Through textures of funk, disco and Middle Eastern avant-garde, “Mordechai” is a nostalgic LP that explores human memory. “Dearest Alfred” lionizes the letters that Lee’s grandfather would write to his twin brother, and “If There Is No Question” recalls the gospel songs Speer and Johnson would perform in church. On “Shida,” the album’s sultry closer, Khruangbin turns its attention to the early 1980s, bringing elements of Sade to mind, with gentle vocal sighs floating along the fringes and ethereal guitar chords pinned to the back of the mix. (All three members of the band sing simultaneously throughout the album.)

In the past, the band would focus on one aspect of their multiregional influence: “The Universe Smiles Upon You” leaned heavily into 1960s Thai funk, and “Con Todo El Mundo” took cues from Iranian post-disco and soul. As with any of the band’s albums, “Mordechai” is open to broad interpretation.

“I hope that the music continues to do what it’s been doing,” Johnson said. “I hope it brings people together.
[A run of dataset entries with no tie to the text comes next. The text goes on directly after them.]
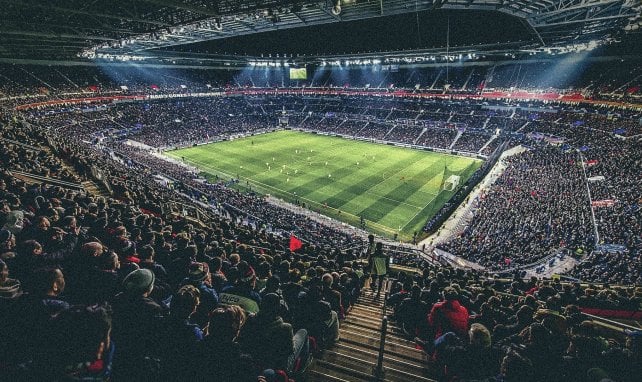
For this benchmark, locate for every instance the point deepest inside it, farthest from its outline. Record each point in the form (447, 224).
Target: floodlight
(336, 9)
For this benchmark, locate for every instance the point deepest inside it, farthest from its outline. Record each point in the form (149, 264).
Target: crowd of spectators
(482, 329)
(93, 288)
(538, 204)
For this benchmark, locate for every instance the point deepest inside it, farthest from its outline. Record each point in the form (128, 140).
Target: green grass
(395, 189)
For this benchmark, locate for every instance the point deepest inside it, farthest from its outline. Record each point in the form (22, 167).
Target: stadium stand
(119, 262)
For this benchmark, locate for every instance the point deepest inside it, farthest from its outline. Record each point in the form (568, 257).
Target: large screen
(298, 74)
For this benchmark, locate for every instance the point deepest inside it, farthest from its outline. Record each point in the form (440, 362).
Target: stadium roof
(50, 30)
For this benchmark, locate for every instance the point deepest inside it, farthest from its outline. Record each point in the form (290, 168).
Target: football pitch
(394, 189)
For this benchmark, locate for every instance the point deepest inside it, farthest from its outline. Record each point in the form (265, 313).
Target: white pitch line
(413, 218)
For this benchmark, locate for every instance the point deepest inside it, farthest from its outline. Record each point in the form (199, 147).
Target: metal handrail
(378, 371)
(48, 180)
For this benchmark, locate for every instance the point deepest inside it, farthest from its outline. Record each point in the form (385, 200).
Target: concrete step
(375, 326)
(417, 365)
(370, 340)
(365, 366)
(322, 375)
(340, 372)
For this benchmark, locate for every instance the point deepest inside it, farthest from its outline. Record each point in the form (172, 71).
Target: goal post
(452, 182)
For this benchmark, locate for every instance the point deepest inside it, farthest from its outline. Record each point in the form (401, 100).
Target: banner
(604, 203)
(610, 248)
(295, 243)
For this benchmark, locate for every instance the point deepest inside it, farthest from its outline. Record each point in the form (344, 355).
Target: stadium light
(336, 8)
(218, 24)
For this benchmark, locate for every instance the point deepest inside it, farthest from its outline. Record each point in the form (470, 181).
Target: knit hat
(450, 294)
(5, 236)
(139, 281)
(198, 272)
(14, 221)
(247, 273)
(270, 303)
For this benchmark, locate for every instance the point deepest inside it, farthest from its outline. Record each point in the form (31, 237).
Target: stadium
(321, 190)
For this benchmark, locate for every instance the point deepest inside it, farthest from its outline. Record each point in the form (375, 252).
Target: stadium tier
(365, 200)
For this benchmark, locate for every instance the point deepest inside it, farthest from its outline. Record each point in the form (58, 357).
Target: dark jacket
(449, 316)
(268, 340)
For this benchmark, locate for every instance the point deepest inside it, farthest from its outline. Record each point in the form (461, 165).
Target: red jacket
(449, 316)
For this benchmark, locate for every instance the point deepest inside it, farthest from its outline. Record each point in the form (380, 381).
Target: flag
(604, 203)
(295, 243)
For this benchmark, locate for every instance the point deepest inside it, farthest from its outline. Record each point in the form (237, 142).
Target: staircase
(354, 357)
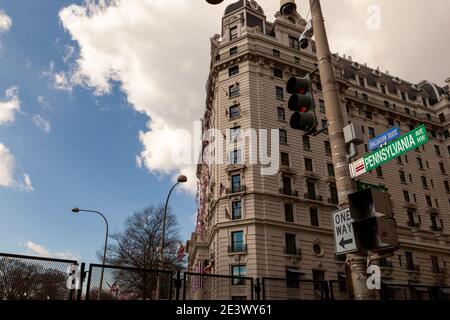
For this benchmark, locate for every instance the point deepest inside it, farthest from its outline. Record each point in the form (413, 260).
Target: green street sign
(364, 185)
(402, 145)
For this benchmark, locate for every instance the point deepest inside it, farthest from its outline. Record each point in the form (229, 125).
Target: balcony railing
(439, 270)
(314, 197)
(288, 192)
(413, 224)
(237, 247)
(293, 251)
(413, 267)
(236, 189)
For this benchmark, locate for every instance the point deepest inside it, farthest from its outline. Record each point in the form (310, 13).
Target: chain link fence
(34, 278)
(126, 283)
(202, 286)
I hope people take not only the record, but this experience we’re going through now, as people having to really look out for each other.”

And if there’s pressure for Khruangbin to top its previous work, Speer isn’t listening. “I’m also really, really stubborn,” he said. “Like, ‘let’s just do what we want to do.’ We’ve gotten to this point by doing what we like. Apparently, people like what we do. Let’s just keep doing that.”